Neuroimaging

For a review of the neuroimaging of FTD read this paper by Elizabeth Gordon who is an alumni of our team.

Brain imaging is helpful in making a diagnosis of FTD but it is also being used in trials as a way to understand whether drugs are working or not.

CT imaging

For making a diagnosis, our experience is that CT scans are less helpful and can sometimes be interpreted incorrectly. We see some people in our clinic who have been told they have brain atrophy of the frontal lobe based on a CT scan but this turns out not to be the case when the scan is reviewed and more detailed imaging performed.

Magnetic resonance imaging

The majority of brain imaging studies in FTD have used magnetic resonance imaging (MRI). A volumetric scan is most helpful. This is where slices are taken every 1mm through the brain rather than the standard 1cm. We look at whether there has been any loss of brain cells or atrophy within the frontal and/or temporal lobes. This is commonly asymmetrical, in other words, worse on one side than the other.

The classical features in the different clinical syndromes are:

• BvFTD – atrophy of the frontal and/or temporal lobes, often more on the right than the left.
• SvPPA – anterior and inferior temporal lobe atrophy, usually more marked in the left hemisphere.
• NfvPPA – left inferior frontal lobe and insula atrophy.
• LvPPA – left posterior superior temporal and inferior parietal lobe atrophy.
• CBS – asymmetrical frontal and parietal lobe atrophy.
• PSP – midbrain atrophy – presence of the ‘hummingbird’ sign, reflective of the loss of midbrain with preserved pons.
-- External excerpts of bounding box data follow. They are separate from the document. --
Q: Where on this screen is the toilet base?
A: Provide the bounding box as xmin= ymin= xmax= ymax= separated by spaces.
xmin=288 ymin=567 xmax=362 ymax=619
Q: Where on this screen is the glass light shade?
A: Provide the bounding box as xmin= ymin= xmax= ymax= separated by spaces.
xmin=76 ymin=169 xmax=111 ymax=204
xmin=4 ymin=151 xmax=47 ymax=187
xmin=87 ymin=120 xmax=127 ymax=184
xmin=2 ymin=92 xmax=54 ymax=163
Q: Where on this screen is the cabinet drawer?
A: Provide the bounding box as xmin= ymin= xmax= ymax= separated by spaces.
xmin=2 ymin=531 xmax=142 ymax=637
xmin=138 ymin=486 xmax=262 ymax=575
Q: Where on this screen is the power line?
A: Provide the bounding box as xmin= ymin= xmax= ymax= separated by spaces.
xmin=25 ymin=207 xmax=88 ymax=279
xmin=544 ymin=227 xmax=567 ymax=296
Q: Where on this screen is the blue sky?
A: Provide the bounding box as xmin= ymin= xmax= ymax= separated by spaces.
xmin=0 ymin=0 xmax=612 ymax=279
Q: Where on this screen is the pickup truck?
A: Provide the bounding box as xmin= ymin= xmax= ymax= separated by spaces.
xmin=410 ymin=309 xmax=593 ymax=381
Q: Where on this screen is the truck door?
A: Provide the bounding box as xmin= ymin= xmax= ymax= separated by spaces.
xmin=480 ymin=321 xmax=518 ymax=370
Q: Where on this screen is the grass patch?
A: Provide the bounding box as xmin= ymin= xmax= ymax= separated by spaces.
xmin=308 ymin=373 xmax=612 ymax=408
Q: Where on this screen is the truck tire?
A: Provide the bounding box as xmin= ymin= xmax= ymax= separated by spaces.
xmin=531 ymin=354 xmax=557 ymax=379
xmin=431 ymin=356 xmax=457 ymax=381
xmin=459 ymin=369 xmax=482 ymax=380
Beyond this simple description lies a more complex picture of changes on MRI scans, particularly for bvFTD:

• Involvement of two areas next to the frontal and temporal lobes called the insula and anterior cingulate occurs in the majority of people with bvFTD.
• Some people with FTD have a more generalised pattern of brain involvement that includes the more posterior regions of the brain including the parietal lobes. This makes FTD harder to diagnose as the imaging pattern does not fit what is described in the criteria for diagnosis.
• There is early involvement of subcortical structures in most people with FTD – these are brain regions below the surface of the brain and include the hippocampus, amygdala, basal ganglia, thalamus, hypothalamus and habenula. Involvement of the cerebellum is less common but is seen particularly in those with C9orf72 mutations.
• Whilst the majority of people have asymmetrical atrophy, some people with FTD have relatively symmetrical volume loss, particularly those with C9orf72 and MAPT mutations.
• Rate of brain atrophy is variable between the different forms of FTD. For example, in genetic FTD rates of brain atrophy are fastest in those with GRN mutations (~3.5% loss of the whole brain per year) and slowest in MAPT mutations (~1.5%). Those with C9orf72 mutations have more variable rates of atrophy with some people progressing quickly and some very slowly.

Positron emission tomography

Less is known from a research perspective about positron emission tomography (PET) imaging in FTD but it is commonly used in the clinic.

FDG-PET imaging shows hypometabolism in the frontal and/or temporal lobes in people with FTD. This can be present before atrophy can be seen on an MRI scan. However, hypometabolism without atrophy can also be seen in psychiatric disorders.

Amyloid PET imaging is a way of finding out if someone has underlying Alzheimer’s disease, in a similar way to some of the CSF markers. This type of imaging is normal in the majority of people with FTD or PPA but is abnormal in most people with lvPPA.

Single-photon emission computed tomography (SPECT)

Similarly to PET, few research studies have looked at SPECT in FTD.

Frontal and/or temporal hypoperfusion can be seen in FTD but the same issues arise as for FDG-PET imaging.